The IMF's two-year, $14 billion to $18 billion loan package is certainly big enough. It will cover Ukraine's known debt payments of about $7.8 billion for the rest of this year. And the IMF is probably right to withhold most of the money until at least May, when Ukraine elects a new president.

In the meantime, Russia is sure to engage in some mischief to encourage Ukrainian frustration. The Russian natural gas monopoly OAO Gazprom has already said it will call in about $1.89 billion of unpaid Ukrainian natural gas bills and raise the price Ukraine pays per thousand cubic meters of gas by about 80 percent. There are also signs that Russia will reimpose a punitive trade blockade.

To show Ukrainians that the West is committed to helping their country's recovery, the EU should make available right away the 1.6 billion euro ($2.2 billion) of short-term economic aid it has offered.

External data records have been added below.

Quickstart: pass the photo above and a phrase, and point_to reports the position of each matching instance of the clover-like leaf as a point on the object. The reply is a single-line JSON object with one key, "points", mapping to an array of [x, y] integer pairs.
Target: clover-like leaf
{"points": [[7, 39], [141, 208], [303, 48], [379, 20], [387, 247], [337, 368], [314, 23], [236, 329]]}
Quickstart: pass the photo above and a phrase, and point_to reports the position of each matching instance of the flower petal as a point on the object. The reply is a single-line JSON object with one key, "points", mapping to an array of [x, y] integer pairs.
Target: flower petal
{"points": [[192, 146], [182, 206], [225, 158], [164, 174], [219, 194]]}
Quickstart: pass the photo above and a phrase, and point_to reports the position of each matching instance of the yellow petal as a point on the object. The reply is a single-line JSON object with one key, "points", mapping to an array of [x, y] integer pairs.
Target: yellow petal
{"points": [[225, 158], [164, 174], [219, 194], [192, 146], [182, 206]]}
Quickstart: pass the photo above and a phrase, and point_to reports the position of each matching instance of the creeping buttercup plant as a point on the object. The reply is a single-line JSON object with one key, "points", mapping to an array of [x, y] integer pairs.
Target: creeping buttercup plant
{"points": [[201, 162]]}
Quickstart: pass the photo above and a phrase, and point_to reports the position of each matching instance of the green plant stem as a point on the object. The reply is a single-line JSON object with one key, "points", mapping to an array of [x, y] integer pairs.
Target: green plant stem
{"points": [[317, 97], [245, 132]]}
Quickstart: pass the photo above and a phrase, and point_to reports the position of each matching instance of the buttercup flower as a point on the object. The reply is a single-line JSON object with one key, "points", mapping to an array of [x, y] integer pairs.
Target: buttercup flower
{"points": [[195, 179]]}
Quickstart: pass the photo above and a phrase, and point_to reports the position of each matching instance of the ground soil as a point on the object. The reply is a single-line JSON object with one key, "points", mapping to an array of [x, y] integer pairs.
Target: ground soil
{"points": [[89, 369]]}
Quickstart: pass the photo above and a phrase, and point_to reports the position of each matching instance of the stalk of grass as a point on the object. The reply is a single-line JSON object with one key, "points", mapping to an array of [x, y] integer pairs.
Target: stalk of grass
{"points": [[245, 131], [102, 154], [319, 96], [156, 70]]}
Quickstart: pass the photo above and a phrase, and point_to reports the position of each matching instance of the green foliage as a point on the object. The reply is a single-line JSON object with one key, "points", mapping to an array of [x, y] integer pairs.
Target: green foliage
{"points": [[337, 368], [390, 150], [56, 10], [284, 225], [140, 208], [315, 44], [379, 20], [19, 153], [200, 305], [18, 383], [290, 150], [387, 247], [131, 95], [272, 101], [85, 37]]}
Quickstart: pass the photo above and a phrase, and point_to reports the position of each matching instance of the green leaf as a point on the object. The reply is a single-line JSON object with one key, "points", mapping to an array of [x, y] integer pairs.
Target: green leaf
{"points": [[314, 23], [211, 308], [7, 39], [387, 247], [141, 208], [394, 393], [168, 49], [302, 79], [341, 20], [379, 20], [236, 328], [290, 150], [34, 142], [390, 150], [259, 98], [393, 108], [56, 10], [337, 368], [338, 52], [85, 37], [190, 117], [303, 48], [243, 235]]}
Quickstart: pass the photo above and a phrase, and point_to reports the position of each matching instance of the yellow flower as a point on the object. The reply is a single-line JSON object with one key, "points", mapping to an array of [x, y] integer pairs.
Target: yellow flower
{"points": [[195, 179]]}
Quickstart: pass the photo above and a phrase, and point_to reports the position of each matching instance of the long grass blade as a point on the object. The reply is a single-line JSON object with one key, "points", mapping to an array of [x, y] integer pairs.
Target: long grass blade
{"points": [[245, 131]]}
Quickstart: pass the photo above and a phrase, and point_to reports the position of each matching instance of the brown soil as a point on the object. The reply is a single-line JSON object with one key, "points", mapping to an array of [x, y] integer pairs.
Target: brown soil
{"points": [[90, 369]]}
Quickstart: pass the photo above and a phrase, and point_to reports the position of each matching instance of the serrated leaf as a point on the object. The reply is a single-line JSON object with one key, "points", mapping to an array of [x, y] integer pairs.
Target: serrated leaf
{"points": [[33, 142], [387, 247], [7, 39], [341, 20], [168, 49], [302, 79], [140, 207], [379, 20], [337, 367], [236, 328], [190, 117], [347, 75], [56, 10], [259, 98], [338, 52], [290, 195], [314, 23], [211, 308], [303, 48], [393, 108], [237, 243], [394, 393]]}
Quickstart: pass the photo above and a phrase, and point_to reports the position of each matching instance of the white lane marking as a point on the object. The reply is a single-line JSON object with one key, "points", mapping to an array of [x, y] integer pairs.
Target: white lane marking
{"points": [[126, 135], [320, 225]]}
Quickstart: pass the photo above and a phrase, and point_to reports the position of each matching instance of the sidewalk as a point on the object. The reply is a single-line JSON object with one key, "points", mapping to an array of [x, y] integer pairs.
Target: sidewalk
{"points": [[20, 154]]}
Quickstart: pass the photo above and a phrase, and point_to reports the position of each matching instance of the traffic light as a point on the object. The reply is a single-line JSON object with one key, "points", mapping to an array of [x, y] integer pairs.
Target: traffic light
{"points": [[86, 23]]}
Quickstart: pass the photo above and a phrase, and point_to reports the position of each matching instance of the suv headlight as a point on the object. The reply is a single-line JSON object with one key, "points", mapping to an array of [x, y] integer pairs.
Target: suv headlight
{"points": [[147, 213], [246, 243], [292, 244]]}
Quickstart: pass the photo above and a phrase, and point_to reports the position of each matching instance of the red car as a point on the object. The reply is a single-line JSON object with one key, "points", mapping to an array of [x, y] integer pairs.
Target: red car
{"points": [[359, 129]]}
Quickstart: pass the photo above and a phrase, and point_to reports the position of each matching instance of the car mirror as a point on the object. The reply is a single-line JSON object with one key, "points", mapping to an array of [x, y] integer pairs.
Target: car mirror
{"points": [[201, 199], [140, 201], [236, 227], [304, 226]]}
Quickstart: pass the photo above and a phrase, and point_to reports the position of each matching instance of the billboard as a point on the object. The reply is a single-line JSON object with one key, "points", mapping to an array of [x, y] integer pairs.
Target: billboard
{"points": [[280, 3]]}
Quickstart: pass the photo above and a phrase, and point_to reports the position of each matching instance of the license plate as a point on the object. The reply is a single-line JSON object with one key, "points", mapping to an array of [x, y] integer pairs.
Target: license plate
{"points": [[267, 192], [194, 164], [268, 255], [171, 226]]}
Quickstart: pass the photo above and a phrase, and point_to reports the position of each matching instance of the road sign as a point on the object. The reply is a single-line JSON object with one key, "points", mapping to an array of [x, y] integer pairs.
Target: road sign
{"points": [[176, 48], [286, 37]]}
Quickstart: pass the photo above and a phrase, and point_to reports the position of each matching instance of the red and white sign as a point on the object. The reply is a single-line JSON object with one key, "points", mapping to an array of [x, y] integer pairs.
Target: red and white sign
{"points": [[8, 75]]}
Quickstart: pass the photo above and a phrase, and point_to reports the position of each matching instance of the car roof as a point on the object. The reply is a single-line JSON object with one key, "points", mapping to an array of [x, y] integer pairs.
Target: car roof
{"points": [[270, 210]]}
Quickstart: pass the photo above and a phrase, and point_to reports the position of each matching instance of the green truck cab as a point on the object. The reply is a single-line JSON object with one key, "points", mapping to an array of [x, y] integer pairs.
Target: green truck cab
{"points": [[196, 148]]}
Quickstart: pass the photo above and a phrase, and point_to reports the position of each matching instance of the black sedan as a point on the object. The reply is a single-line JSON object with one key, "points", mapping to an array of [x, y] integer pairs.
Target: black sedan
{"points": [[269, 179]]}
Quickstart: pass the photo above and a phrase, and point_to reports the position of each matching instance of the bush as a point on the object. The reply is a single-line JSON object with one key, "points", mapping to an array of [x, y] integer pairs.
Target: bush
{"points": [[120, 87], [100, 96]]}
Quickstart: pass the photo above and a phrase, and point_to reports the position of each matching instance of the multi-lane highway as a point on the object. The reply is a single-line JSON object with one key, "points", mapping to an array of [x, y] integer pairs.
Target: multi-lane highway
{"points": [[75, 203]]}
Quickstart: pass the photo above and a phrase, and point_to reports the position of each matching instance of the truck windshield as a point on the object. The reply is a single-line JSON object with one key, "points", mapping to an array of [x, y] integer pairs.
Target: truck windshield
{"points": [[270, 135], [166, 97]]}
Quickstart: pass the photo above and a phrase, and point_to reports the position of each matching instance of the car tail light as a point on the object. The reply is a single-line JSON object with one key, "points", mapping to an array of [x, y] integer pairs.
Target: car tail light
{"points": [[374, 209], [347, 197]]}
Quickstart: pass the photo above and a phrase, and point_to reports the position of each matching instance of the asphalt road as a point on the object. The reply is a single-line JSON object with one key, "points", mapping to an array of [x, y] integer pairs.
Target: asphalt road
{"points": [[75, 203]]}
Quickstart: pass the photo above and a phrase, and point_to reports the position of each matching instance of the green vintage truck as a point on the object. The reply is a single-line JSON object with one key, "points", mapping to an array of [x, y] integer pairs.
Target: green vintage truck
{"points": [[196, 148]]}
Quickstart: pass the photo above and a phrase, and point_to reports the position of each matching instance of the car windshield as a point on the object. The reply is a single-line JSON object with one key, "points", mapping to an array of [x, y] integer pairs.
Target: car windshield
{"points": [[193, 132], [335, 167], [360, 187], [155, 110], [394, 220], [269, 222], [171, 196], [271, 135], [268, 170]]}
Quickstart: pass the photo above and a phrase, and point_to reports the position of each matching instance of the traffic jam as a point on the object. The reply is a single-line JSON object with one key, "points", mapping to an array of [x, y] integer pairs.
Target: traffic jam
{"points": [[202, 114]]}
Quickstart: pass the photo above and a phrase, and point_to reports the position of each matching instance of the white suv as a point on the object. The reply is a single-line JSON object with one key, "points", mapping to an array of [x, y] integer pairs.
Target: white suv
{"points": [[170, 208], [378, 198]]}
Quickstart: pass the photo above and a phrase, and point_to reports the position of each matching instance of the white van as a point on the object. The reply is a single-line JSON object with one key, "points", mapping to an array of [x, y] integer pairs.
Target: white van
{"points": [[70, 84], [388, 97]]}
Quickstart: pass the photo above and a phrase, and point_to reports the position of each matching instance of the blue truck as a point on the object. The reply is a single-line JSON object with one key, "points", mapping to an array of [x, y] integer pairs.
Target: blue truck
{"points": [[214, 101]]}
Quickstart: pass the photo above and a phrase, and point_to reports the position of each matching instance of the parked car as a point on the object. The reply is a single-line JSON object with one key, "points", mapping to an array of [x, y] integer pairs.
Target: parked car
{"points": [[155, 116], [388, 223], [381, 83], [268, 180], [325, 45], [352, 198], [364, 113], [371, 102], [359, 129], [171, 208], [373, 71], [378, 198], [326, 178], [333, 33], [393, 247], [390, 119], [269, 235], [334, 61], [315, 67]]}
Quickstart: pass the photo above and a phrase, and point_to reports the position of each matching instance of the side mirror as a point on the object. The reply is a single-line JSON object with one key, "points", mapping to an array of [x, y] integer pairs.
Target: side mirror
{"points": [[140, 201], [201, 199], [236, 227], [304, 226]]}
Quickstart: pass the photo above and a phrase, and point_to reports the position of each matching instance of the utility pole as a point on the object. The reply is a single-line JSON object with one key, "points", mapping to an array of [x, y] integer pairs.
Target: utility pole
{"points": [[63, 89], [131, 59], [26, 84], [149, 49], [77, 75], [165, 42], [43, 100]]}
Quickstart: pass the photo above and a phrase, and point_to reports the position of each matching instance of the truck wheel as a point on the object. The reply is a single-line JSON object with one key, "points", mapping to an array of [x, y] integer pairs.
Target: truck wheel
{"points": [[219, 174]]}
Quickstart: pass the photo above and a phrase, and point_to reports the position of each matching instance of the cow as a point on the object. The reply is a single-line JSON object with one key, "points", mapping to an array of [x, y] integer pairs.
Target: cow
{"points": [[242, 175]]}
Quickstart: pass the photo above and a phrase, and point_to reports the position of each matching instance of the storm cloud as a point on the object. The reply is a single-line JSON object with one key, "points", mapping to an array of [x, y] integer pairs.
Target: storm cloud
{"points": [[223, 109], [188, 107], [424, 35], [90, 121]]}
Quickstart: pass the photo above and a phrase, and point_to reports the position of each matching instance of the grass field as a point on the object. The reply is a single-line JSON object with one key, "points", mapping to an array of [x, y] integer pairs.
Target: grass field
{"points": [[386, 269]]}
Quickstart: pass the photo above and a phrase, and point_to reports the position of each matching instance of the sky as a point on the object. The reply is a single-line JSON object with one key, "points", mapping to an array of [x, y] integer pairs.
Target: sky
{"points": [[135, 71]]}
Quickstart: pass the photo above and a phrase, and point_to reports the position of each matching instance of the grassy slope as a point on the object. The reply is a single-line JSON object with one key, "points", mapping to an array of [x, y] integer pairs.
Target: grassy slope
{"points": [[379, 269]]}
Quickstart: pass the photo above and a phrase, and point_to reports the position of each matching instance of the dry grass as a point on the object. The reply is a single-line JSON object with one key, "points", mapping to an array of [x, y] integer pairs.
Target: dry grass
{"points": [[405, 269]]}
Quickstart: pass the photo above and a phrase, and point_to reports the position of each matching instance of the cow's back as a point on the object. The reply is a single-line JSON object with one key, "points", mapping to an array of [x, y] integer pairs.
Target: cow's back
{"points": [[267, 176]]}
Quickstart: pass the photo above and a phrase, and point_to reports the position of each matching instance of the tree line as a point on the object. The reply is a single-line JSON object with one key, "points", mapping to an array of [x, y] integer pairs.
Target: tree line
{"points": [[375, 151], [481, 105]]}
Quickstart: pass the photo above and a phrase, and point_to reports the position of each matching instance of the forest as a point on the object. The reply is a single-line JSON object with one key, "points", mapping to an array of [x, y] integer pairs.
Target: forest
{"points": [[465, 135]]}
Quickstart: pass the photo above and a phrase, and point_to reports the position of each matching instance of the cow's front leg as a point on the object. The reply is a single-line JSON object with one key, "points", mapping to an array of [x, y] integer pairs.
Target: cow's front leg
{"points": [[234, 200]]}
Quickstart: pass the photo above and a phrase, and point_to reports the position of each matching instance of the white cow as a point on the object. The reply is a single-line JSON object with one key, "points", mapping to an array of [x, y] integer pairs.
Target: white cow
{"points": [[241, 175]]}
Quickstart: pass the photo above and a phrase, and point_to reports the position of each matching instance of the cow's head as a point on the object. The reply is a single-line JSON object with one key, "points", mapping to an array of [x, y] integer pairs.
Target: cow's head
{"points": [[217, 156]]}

This can be used to cushion the blow of future IMF mandated reforms.

The EU will probably also need to add more cash to the mix in the generous 11 billion euro aid package that it has proposed for Ukraine. Much of the EU's offering consists of long-term investments. Similarly, most of the $1.15 billion that the U.S. has pledged consists of loan guarantees.

Eventually, of course, Ukrainians will have to pay the cost of reform. For now, the EU and the U.S. should make sure Ukraine has enough money to keep the country in one piece until it has a stable government.